Payday loans rose to fame following the financial credit crunch and the banks unwillingness to lend to consumers. Several payday loan firms emerged post-2010 and many benefited from Israeli innovation and technology including Wonga, Uncle Buck and Cash Lady.

However, the introduction of the FCA in 2014 has added stricter regulation to the industry and recently, there has been a significant rise in compensation claims for mis-sold payday loans. Specifically, market-leader Wonga has had to refund over £220 million worth of loans and is no longer accepting applications, slowly followed by another sizeable lender in The Money Shop.

With complaints for the payday loans industry continuing to mount, customers looking to borrow small amounts until their next payday are looking for viable alternatives, despite having adverse credit histories.

Borrowing from family and friends has traditionally been one of the most popular ones of obtaining short-term much needed finance – and it is making a comeback. The process of asking Mum and Dad for money is very practical, given the difficulty with getting on the property ladder and many relying on parents for their first deposit.

However, this transcends to borrowing small amounts too, with websites such as Zimple Money and Loan Back providing services that allow family and friends to draw up contracts and basic terms to make the process go smoother.

Credit cards have always been a common way of borrowing money on tap and this can replace the need for payday loans if used correctly.

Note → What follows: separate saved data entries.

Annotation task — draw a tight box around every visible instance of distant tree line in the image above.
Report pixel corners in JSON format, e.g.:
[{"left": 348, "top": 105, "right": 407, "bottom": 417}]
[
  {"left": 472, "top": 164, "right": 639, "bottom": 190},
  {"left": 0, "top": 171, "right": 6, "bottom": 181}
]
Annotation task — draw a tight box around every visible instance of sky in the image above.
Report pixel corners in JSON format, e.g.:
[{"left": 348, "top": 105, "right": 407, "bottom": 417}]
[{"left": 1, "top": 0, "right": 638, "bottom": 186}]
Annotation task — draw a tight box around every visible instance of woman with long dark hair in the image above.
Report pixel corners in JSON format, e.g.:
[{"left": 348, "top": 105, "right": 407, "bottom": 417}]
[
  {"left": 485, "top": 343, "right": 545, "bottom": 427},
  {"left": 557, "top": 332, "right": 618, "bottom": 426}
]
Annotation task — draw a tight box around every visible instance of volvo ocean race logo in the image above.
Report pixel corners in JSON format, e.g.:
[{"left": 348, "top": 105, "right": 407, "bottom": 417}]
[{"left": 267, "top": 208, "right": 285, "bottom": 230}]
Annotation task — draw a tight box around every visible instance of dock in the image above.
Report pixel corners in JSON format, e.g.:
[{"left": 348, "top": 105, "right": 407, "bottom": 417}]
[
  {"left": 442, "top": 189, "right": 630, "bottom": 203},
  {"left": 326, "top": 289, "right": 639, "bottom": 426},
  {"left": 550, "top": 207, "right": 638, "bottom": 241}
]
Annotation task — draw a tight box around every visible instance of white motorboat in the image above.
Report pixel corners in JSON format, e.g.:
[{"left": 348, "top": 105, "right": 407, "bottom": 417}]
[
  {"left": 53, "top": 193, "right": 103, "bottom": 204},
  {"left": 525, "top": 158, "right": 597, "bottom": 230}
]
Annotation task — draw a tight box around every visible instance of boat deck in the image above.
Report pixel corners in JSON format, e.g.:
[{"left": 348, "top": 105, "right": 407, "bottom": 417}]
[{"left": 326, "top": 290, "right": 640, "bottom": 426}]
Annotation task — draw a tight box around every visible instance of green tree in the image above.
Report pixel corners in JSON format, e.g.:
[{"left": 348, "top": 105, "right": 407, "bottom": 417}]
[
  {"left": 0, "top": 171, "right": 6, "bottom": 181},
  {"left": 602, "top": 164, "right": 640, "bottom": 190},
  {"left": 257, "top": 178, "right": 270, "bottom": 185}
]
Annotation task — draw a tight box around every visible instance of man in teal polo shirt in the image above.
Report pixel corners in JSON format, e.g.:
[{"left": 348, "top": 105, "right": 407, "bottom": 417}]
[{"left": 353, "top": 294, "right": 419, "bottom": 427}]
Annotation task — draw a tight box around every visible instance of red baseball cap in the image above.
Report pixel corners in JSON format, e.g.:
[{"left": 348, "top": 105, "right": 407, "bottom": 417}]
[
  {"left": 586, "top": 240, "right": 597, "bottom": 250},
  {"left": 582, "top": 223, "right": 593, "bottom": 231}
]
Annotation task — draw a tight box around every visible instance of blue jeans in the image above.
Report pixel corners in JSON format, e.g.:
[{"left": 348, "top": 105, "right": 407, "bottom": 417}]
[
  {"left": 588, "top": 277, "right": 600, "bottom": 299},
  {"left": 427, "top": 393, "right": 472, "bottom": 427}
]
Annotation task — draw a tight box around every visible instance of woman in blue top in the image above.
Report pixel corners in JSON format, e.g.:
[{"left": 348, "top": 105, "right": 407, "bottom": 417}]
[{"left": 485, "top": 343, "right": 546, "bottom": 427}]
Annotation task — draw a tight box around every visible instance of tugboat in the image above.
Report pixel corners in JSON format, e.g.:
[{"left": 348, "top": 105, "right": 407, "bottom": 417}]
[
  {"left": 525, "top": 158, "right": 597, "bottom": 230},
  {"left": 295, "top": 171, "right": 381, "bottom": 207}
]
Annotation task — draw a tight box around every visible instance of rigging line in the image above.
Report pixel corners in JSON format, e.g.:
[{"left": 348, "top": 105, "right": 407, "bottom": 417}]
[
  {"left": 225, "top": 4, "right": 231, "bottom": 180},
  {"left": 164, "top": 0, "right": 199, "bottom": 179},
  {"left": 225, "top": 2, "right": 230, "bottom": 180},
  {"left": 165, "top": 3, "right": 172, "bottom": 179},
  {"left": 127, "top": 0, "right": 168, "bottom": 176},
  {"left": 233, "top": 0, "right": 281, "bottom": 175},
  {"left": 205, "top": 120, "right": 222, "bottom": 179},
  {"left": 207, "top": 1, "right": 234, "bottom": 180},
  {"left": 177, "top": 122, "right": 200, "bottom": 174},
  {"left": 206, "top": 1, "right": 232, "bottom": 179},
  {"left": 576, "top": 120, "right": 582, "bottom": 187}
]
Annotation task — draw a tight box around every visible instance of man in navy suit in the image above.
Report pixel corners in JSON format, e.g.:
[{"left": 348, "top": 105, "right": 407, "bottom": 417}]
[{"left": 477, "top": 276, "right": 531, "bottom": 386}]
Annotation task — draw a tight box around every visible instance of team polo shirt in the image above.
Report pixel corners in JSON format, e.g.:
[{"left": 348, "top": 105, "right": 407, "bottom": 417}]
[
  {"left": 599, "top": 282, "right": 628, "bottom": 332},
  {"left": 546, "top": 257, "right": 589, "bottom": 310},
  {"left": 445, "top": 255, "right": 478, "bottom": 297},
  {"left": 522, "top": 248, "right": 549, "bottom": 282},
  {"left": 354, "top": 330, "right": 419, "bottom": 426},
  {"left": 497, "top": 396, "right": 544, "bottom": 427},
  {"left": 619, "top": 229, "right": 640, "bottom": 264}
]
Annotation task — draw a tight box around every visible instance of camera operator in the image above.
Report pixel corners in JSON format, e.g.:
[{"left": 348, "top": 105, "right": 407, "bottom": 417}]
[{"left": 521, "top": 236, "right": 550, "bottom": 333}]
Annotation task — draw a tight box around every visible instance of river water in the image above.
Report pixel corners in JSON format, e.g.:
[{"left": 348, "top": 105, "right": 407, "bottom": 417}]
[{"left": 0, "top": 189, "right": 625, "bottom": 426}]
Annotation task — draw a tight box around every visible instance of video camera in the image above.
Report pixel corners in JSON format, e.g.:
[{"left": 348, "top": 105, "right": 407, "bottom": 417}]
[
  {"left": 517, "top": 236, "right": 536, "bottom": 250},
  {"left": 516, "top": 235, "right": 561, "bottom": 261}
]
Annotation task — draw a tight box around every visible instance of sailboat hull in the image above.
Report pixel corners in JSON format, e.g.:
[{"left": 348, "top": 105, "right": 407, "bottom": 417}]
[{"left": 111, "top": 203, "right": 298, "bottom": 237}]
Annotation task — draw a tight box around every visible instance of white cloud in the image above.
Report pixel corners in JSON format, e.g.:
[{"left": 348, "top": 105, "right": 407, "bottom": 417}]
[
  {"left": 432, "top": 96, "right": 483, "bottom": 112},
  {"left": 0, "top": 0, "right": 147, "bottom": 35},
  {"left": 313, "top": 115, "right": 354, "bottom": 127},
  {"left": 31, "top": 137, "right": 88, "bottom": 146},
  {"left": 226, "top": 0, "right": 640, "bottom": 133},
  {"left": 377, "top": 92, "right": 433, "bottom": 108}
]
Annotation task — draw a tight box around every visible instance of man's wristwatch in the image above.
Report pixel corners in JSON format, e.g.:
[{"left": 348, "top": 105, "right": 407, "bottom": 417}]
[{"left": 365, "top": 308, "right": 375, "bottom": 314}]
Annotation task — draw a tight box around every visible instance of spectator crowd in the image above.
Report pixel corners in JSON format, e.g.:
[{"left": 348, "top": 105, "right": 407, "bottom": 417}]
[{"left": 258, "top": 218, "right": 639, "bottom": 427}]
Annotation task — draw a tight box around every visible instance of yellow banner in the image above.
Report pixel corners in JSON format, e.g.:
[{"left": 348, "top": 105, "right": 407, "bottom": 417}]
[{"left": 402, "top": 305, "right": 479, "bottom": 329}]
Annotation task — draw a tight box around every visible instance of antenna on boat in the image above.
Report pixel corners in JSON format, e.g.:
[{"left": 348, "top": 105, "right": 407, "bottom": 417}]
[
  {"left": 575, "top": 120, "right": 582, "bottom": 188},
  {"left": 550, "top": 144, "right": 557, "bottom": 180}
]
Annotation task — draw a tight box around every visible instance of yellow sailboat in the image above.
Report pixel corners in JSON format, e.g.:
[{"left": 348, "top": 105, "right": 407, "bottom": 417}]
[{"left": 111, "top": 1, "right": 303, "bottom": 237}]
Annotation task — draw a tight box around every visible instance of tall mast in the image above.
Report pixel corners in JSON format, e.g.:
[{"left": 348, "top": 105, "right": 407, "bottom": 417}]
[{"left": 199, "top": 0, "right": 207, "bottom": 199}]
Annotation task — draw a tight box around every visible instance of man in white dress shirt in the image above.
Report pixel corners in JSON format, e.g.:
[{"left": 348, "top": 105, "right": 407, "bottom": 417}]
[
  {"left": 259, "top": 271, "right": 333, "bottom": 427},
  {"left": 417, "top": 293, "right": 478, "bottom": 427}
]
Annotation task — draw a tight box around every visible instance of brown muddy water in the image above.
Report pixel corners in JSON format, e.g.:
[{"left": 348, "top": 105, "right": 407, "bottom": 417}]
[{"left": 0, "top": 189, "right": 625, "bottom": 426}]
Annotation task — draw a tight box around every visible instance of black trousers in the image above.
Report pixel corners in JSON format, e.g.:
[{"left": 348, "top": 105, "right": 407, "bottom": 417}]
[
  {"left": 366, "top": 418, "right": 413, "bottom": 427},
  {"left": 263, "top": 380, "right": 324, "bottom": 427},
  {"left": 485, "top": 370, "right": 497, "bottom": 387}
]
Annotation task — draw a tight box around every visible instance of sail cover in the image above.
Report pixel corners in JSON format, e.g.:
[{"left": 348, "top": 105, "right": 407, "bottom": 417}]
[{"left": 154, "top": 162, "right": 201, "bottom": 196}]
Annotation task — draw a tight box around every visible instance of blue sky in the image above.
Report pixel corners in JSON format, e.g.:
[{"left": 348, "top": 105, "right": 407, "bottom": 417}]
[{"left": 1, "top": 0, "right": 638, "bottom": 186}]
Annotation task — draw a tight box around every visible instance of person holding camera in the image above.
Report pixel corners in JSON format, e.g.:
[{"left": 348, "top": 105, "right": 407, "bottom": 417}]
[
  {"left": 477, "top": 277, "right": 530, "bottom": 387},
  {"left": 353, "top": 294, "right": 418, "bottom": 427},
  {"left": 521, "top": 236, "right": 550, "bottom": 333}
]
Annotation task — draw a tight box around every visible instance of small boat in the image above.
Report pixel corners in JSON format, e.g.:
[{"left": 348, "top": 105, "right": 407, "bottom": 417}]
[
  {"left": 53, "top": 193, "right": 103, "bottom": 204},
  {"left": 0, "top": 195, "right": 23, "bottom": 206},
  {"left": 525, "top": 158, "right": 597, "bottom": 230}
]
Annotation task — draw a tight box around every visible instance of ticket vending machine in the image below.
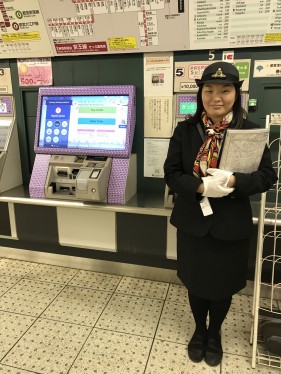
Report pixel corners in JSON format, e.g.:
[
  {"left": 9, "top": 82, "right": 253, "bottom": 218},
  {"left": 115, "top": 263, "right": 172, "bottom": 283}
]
[
  {"left": 29, "top": 85, "right": 136, "bottom": 205},
  {"left": 0, "top": 95, "right": 22, "bottom": 192}
]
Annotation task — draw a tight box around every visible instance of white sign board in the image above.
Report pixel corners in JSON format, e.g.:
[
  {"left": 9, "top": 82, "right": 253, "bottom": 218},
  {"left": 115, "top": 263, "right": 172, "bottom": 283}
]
[
  {"left": 189, "top": 1, "right": 281, "bottom": 50},
  {"left": 39, "top": 0, "right": 189, "bottom": 56},
  {"left": 0, "top": 0, "right": 53, "bottom": 58},
  {"left": 253, "top": 60, "right": 281, "bottom": 77},
  {"left": 144, "top": 138, "right": 169, "bottom": 178}
]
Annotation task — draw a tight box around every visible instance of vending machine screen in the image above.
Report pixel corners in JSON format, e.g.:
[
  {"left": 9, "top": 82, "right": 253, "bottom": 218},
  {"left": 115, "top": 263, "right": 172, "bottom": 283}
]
[{"left": 34, "top": 86, "right": 136, "bottom": 158}]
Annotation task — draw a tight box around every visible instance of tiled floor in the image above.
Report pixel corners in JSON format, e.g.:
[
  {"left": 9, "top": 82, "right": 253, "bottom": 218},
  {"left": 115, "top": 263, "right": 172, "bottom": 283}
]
[{"left": 0, "top": 257, "right": 280, "bottom": 374}]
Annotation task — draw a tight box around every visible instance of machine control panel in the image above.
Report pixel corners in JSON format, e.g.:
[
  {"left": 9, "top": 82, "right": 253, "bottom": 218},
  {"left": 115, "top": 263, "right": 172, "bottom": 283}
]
[{"left": 45, "top": 155, "right": 112, "bottom": 202}]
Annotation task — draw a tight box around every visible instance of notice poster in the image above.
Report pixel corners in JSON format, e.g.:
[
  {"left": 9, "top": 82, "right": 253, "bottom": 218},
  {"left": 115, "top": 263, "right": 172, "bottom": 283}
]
[
  {"left": 144, "top": 97, "right": 173, "bottom": 138},
  {"left": 144, "top": 53, "right": 174, "bottom": 138},
  {"left": 39, "top": 0, "right": 189, "bottom": 56},
  {"left": 253, "top": 60, "right": 281, "bottom": 77},
  {"left": 17, "top": 58, "right": 53, "bottom": 86},
  {"left": 0, "top": 0, "right": 53, "bottom": 58},
  {"left": 144, "top": 52, "right": 174, "bottom": 97},
  {"left": 174, "top": 60, "right": 251, "bottom": 92},
  {"left": 190, "top": 1, "right": 281, "bottom": 50},
  {"left": 144, "top": 138, "right": 169, "bottom": 178}
]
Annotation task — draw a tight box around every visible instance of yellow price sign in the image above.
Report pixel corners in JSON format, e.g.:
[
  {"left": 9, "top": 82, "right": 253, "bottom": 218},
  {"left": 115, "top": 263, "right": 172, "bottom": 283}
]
[
  {"left": 108, "top": 37, "right": 136, "bottom": 50},
  {"left": 264, "top": 33, "right": 281, "bottom": 42},
  {"left": 2, "top": 32, "right": 41, "bottom": 42}
]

If you have a medium to a good credit score, you are able to use a zero percent credit card and will pay nothing at all provided that you can pay it in full at the end of the month – much like a payday loan but without the interest.

If you have poor credit, you can find a specific credit card that offers zero percent for the first month, but then charges a much higher percentage thereafter, moving from the average of 18% to 35%. Thereby rewarding those that are creditworthy and able to clear their accounts sooner rather than later.

If you are on government benefits and need money for necessities such as food and white goods, you may be eligible for a budgeting loan from the government which can give you a lump sum of £812 which is interest-free.

Finally, if you work in the public sector such as a nurse, teacher, street worker or council worker, you could be eligible to borrow from a credit union. This refers to non-profit organisations that are typically set up by a group of members in the local area, such as churches or community workers. Customers can borrow a few hundred pounds, like payday loan products, with very low interest of 26% APR and no default fees. The only issue is that loans can take a few days or weeks to be approved and transferred to your account.